Part of the world’s largest ice shelf is melting 10 times faster than the rest, shedding light on how it might respond to climate change.
The study of Antarctica’s Ross Ice Shelf reveals that one area is melting due to relatively warm ocean water getting into a cavity under the shelf.
The findings have implications for future sea-level rise.
This is because the the Ross Ice Shelf plays an important role in stabilising this wider region of Antarctica.
Details have been published in the journal Nature Geoscience.
The Ross Ice Shelf is a huge frozen block about the size of France that floats in the southern portion of Antarctica’s Ross Sea. In some areas, it can be about 750m (2,450ft) thick.
Ice shelves like this one are formed continuously by glaciers which feed them. In turn, the shelves act as a “brake” on the glaciers and also moderate the amount of melting that occurs on the glaciers’ surfaces.
In other areas of Antarctica, deep ocean water has caused some ice shelves to thin in recent years. But across its entire expanse, the Ross Ice Shelf appears to be stable.
However, scientists have spent several years building up a record of how the north-west sector of the Ross Ice Shelf interacts with the ocean beneath it.
They found that the Sun heats ocean surface water which then flows into a cavity under the shelf causing melt rates to rise – particularly during the summer months.
“The stability of ice shelves is generally thought to be related to their exposure to warm deep ocean water, but we’ve found that solar-heated surface water also plays a crucial role in melting ice shelves,” said co-author Dr Craig Stewart from the National Institute of Water and Atmospheric Research (NIWA) in New Zealand.
The findings are important because the Ross Ice Shelf stabilises the West Antarctic Ice Sheet by blocking the ice which flows into it from some of the world’s largest glaciers.
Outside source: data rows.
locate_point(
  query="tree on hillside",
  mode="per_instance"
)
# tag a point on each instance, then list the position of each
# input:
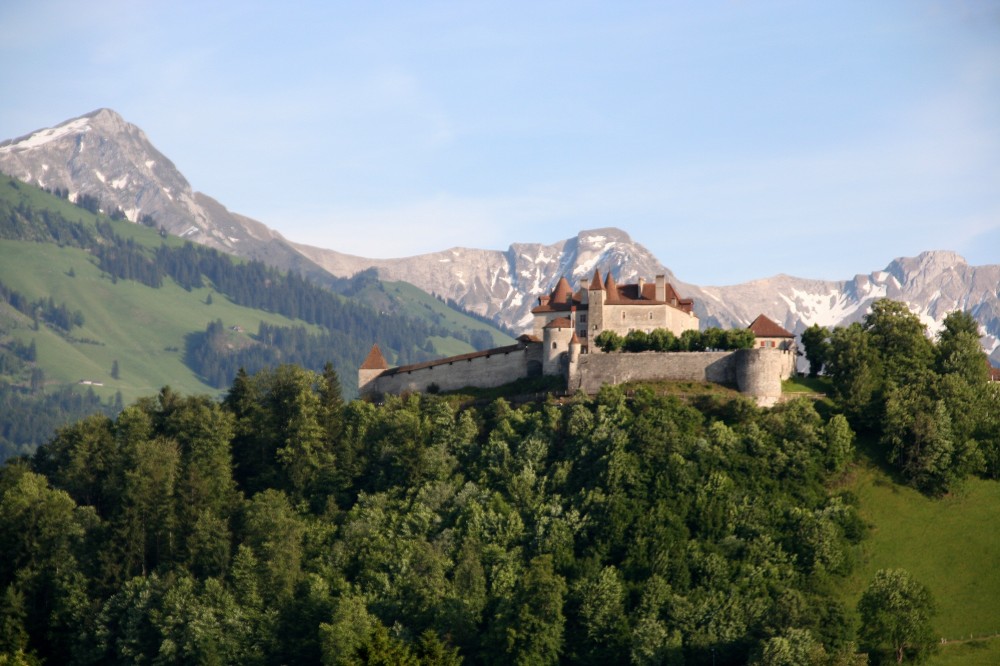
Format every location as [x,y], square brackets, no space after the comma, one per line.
[815,340]
[854,368]
[901,340]
[896,613]
[959,350]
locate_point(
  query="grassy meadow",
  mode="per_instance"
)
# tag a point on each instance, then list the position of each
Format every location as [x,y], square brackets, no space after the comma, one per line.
[950,544]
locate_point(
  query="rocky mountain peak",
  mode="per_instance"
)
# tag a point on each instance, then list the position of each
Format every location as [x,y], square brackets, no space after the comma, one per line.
[101,155]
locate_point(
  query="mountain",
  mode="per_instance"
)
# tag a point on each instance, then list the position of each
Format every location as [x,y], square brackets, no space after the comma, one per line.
[505,285]
[95,313]
[100,155]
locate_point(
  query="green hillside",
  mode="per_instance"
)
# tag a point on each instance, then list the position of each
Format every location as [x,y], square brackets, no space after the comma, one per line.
[147,301]
[143,329]
[950,544]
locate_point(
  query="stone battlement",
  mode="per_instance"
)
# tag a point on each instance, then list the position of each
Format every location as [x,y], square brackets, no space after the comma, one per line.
[756,372]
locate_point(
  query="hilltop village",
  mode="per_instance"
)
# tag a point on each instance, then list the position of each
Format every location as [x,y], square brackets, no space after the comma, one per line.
[562,343]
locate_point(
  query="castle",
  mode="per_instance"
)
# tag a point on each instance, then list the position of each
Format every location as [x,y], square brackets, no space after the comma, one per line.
[566,321]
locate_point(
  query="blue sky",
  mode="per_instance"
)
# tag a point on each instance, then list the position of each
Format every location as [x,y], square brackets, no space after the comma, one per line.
[735,140]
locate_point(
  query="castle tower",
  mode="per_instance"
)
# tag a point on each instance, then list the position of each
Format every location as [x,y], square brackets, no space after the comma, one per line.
[661,288]
[556,339]
[369,371]
[595,309]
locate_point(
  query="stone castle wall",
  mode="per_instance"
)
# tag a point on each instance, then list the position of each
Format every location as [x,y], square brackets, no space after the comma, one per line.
[756,372]
[486,371]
This in turn has implications for sea-level rise in future.
“Previous studies have shown that when ice shelves collapse, the feeding glaciers can speed up by a factor of two or three,” said co-author Dr Poul Christoffersen from the Scott Polar Research Institute in Cambridge, UK.
“The difference here is the sheer size of Ross Ice Shelf, which is over one hundred times larger than the ice shelves we’ve already seen disappear.”
The melting is affected by a large area of open ocean in front of the ice shelf that is empty of sea-ice due to strong offshore winds.
This area, known as the Ross Sea Polynya, absorbs solar heat quickly in summer and this solar heat source is clearly influencing melting in the ice shelf cavity.
Taken together, the results suggest that conditions in the ice shelf cavity are more closely coupled with the surface ocean and atmosphere than previously assumed, implying that melt rates near the ice front will respond quickly to changes in the uppermost layer of the ocean.
“Climate change is likely to result in less sea ice and higher surface ocean temperatures in the Ross Sea, suggesting that melt rates in this region will increase in the future,” said Dr Stewart.